Bagaimana Mengevaluasi Karyawan Bidang Jasa?

Pertanyaan :

Bagaimanakah metode pengevaluasian kompetensi karyawan yang bergerak di bidang jasa? Apakah bisa menggunakan metode assessment center? Jika bisa, bagaimanakah cara pengaplikasiannya untuk yayasan (bergerak dalam bidang jasa)?


Jawaban :

Ada dua cara yang dapat digunakan untuk mengevalusi kompetensi karyawan di bidang apa pun termasuk di bidang jasa. Pertama, dengan menggunakan metode 360 degree assessment, yakni sebuah assessment yang melibatkan seluruh stakeholder karyawan. Kedua, dengan metode assessment center. Masing-masing memiliki keunggulan dan kekurangan.

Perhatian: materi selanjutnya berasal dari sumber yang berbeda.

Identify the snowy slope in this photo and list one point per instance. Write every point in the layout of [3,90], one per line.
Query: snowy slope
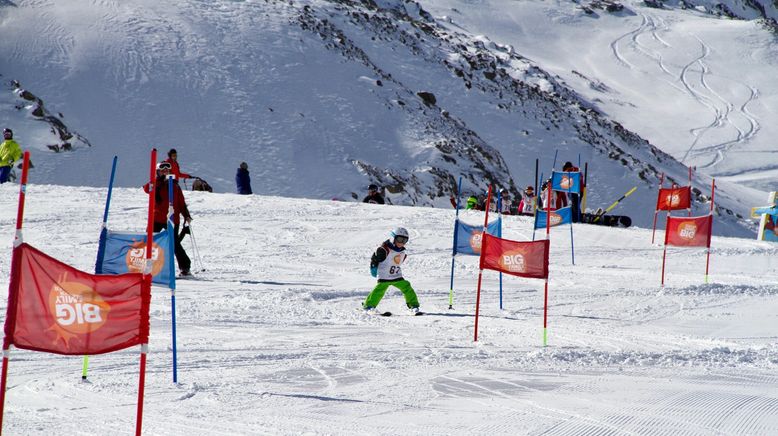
[271,341]
[322,97]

Mari kita bahas metode yang pertama yaitu 360 degree assessment. Pada metode ini asesmen dilakukan dengan menyebarkan kuesioner kepada karyawan yang dievaluasi dan seluruh key stakeholder karyawan yang biasanya meliputi atasan langsung, bawahan langsung, rekan kerja terkait dan customer langsung dari karyawan. Kuesioner berisikan pertanyaan-pertanyaan yang telah disusun dengan seksama untuk mengevaluasi seberapa jauh karyawan menunjukkan kompetensi-kompetensi yang disyaratkan dalam periode waktu tertentu. Metode ini sangat cocok untuk mengevaluasi kompetensi behavior namun tidak cocok untuk mengevaluasi kompetensi teknis. Metode ini relatif lebih efisien dibandingkan assessment center. Namun efektivitas metode ini sangat ditentukan oleh seberapa terbuka budaya organisasi Anda. Metode ini tidak efektif dilaksanakan di lingkungan organisasi yang budayanya masih sangat paternalistik, sungkan (tertutup) dan tingginya politik kantor. Untuk organisasi yang relatif terbuka dan demokratis, metode ini sangat efektif dan efisien.

Sedangkan, assessment center merupakan sebuah metode asesmen yang paling komprehensif karena menggunakan beberapa alat assessment sekaligus. Biasanya meliputi personality/behavioral assessment, behavioral interview dan simulasi. Personality atau behavioral assessment relatif mudah dan cepat dilakukan dan digunakan untuk memotret protensi karyawan. Banyak metode personality/behavioral assessment yang tersedia di pasaran, Anda dapat menghubungi berbagai lembaga assessment untuk mendapatkan alat yang paling pas dengan kondisi organisasi Anda. Behavioral Interview dilakukan untuk menggali past performance yang diprediksikan akan mempengaruhi performance masa yang akan datang. Dengan teknik interview yang khas, seorang interviewer mampu menggali fakta-fakta yang berkaitan dengan kompetensi karyawan, yang telah muncul dalam pekerjaan sebelumnya. Beberapa alat behavioral assessment di atas juga sudah menyediakan fasilitas behavioral interview sehingga hasilnya lebih solid. Simulasi adalah sebuah proses assessment yang komprehensif namun relatif mahal. Simulasi akan sangat efektif apabila tim asesmen mampu menyiapkan sebuah skenario yang sedekat mungkin dengan kondisi sehari-hari karyawan tsb. Misalnya, untuk mengevaluasi kompetensi Manajer Pelayanan, perlu disusun sebuah skenario yang khas yang dihadapi oleh manajer tsb ketika dalam sebuah peristiwa pelayanan baik dalam kondisi normal atau sedang bermasalah. Dengan minimal menggunakan tiga assessment tools tersebut, maka hasil assessment center akan sangat komprehensif.

Untuk mempertimbangkan mana metode assessment yang paling tepat, perlu mempertimbangkan hal-hal tersebut di atas. Kalau budaya organisasi relatif sudah bagus dan biaya menjadi bahan pertimbangan maka metode 360 degree assessment adalah yang paling tepat. Namun metode ini tidak bisa digunakan untuk mengevaluasi karyawan baru atau sspun calon karyawan.